The fact is that design thinking (or whatever we wind up calling this new field) is being created at the borders of design, business, engineering and even marketing. And I don't know which institutions will take the lead in promoting it. We have the Stanford D-School, the IIT Institute of Design. and the Rotman School of Management in Toronto taking early leads in developing design thinking. The California College of the Arts is offering an MBA in Design Strategy.

But, as the list of 60 schools and programs shows, there are many more institutions in Europe and Asia working in the fields and many, many partnerships across the boundaries of design, engineering and business. No one really know how or where design thinking will take shape--only that it is.

Nick Leon director of Design London, the new program that links the Royal College of Art, the Tanaka Business School and Imperial College of London, thinks the term "design thinking" is ridiculous. Business people roll their eyes at "thinking." He wants more rigor and prefers the term "design method." OK by me.

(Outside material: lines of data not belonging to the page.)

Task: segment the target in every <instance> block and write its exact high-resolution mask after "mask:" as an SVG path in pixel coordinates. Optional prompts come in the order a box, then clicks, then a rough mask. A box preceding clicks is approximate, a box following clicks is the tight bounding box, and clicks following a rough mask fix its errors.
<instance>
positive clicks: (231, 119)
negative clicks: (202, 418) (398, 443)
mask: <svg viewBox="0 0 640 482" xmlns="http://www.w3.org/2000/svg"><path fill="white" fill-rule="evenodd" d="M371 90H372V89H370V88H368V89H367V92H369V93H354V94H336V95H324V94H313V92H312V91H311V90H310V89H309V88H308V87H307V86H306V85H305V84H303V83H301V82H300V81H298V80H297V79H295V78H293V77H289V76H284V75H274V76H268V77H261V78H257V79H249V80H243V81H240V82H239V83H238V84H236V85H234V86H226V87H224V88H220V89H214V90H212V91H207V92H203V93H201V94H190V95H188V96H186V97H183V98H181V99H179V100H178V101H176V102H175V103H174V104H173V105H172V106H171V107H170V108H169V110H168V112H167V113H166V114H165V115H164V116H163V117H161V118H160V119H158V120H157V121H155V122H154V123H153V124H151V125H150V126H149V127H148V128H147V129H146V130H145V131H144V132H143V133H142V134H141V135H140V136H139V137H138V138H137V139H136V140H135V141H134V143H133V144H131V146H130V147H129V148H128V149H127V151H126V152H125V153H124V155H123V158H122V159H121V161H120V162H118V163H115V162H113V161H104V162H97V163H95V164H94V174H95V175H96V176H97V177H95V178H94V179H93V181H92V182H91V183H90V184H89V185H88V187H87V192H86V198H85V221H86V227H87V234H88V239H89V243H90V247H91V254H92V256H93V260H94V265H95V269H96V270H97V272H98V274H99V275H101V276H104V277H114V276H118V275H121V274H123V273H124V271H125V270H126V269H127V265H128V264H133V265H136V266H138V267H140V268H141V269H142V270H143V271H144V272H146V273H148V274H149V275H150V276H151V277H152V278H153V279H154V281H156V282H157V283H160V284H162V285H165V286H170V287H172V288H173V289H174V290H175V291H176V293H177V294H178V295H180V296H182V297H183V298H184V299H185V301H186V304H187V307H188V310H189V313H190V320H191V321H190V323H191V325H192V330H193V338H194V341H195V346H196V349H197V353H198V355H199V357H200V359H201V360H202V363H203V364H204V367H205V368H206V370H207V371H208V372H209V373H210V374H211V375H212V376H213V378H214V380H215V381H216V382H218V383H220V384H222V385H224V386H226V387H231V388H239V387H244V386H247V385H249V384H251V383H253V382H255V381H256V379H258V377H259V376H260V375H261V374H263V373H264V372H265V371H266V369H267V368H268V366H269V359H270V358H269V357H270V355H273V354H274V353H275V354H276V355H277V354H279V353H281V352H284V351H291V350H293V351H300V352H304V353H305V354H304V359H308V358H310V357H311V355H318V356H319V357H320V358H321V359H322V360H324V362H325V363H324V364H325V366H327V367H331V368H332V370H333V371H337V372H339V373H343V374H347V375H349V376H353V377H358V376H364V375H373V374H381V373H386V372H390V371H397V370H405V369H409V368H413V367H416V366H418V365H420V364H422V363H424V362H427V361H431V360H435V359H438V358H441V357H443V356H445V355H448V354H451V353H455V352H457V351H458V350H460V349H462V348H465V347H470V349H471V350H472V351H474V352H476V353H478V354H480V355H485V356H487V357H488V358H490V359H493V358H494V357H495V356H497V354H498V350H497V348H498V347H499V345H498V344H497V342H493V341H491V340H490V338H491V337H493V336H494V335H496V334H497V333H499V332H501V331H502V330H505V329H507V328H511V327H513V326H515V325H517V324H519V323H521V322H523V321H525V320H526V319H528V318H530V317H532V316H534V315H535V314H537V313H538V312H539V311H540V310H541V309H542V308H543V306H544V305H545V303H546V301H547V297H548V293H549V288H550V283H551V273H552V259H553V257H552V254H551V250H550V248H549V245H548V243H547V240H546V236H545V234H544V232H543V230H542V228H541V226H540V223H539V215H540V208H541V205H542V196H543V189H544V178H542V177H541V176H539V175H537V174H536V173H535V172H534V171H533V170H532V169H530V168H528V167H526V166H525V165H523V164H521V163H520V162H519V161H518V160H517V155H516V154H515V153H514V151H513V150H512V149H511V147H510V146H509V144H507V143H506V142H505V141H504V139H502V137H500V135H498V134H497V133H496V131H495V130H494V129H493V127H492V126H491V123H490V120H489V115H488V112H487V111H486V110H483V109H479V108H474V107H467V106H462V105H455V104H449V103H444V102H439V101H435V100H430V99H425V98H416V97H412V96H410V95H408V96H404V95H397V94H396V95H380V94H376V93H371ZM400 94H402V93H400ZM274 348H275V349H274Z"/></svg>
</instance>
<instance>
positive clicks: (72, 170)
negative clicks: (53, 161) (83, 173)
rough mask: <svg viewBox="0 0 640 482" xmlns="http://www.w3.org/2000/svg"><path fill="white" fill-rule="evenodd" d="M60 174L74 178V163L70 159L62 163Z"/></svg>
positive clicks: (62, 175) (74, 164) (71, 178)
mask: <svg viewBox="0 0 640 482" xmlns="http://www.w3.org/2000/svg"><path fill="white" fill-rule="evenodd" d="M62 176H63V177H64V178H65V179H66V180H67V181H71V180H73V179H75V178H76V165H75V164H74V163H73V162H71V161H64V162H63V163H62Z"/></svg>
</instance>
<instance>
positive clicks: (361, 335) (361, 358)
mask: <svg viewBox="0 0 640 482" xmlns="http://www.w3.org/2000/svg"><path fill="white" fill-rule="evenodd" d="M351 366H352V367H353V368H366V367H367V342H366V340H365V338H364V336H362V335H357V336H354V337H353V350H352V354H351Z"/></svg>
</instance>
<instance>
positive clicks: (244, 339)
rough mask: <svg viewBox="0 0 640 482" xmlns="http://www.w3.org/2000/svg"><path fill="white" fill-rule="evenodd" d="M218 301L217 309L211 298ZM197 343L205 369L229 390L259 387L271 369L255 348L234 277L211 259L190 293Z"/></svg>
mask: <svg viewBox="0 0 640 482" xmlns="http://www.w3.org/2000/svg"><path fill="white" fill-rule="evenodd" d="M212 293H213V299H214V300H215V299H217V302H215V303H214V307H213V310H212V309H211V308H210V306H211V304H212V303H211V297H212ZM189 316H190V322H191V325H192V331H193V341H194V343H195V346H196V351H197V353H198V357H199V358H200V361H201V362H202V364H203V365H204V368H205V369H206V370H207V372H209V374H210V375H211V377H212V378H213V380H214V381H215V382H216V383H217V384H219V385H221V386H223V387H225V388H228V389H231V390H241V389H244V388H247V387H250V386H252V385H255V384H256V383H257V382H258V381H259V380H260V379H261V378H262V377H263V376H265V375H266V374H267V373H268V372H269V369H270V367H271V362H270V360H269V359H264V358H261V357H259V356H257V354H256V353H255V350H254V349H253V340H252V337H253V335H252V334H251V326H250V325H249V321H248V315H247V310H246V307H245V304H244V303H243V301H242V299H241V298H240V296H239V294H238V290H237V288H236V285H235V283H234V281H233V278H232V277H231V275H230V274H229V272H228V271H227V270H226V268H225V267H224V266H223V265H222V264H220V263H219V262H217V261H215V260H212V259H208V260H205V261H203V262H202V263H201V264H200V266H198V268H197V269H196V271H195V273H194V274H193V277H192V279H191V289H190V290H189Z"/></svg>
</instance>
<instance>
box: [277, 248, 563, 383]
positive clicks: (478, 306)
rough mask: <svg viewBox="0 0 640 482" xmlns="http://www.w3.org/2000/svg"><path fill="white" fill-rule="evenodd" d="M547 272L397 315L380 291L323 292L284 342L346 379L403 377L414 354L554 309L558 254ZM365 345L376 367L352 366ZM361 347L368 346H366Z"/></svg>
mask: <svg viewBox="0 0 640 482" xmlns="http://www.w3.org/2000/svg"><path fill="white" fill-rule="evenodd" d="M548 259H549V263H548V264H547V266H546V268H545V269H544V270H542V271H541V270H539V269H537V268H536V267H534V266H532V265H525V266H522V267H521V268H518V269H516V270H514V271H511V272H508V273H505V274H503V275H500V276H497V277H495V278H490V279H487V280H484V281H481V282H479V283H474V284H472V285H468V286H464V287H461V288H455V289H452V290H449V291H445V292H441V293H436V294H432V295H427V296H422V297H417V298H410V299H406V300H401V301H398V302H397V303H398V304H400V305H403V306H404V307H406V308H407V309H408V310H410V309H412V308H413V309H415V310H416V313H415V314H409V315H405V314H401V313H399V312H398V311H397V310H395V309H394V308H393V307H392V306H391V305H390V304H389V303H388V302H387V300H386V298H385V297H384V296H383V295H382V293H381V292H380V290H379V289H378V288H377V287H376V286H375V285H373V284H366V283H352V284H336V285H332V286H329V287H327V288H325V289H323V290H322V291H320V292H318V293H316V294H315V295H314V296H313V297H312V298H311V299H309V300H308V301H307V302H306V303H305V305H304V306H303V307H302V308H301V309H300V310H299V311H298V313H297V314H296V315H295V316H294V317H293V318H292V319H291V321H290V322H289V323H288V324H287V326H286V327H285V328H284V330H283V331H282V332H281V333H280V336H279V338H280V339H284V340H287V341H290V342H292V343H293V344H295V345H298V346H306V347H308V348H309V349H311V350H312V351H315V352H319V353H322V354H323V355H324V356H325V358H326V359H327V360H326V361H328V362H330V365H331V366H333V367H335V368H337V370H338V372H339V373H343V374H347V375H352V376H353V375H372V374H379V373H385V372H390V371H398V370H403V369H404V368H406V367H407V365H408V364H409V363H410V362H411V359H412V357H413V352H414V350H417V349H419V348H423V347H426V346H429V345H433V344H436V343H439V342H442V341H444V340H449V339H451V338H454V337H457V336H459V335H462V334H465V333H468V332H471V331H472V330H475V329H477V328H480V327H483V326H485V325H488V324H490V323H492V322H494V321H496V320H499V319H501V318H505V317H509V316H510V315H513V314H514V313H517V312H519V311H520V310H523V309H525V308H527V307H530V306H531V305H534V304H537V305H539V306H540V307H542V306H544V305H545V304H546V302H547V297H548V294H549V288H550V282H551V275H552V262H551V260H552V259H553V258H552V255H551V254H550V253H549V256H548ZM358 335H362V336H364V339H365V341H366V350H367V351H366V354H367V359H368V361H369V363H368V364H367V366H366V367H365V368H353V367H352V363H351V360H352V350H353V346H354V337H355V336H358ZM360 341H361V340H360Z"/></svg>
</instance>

I don't think design thinking is a subtext of management science or the traditional stuff they teach in B-Schools. But many business schools are moving to integrate design and innovation into their curricula and teaching. Where the best research on all this develops, I don't know. Right now I read the great stuff from the Design Management Institute, Rotman Magazine, the Harvard Business Review and the Innovation & Design channel--and a growing number of well-informed blogs. Here are just a handful. Experientia. Metacool. Logic + Emotion.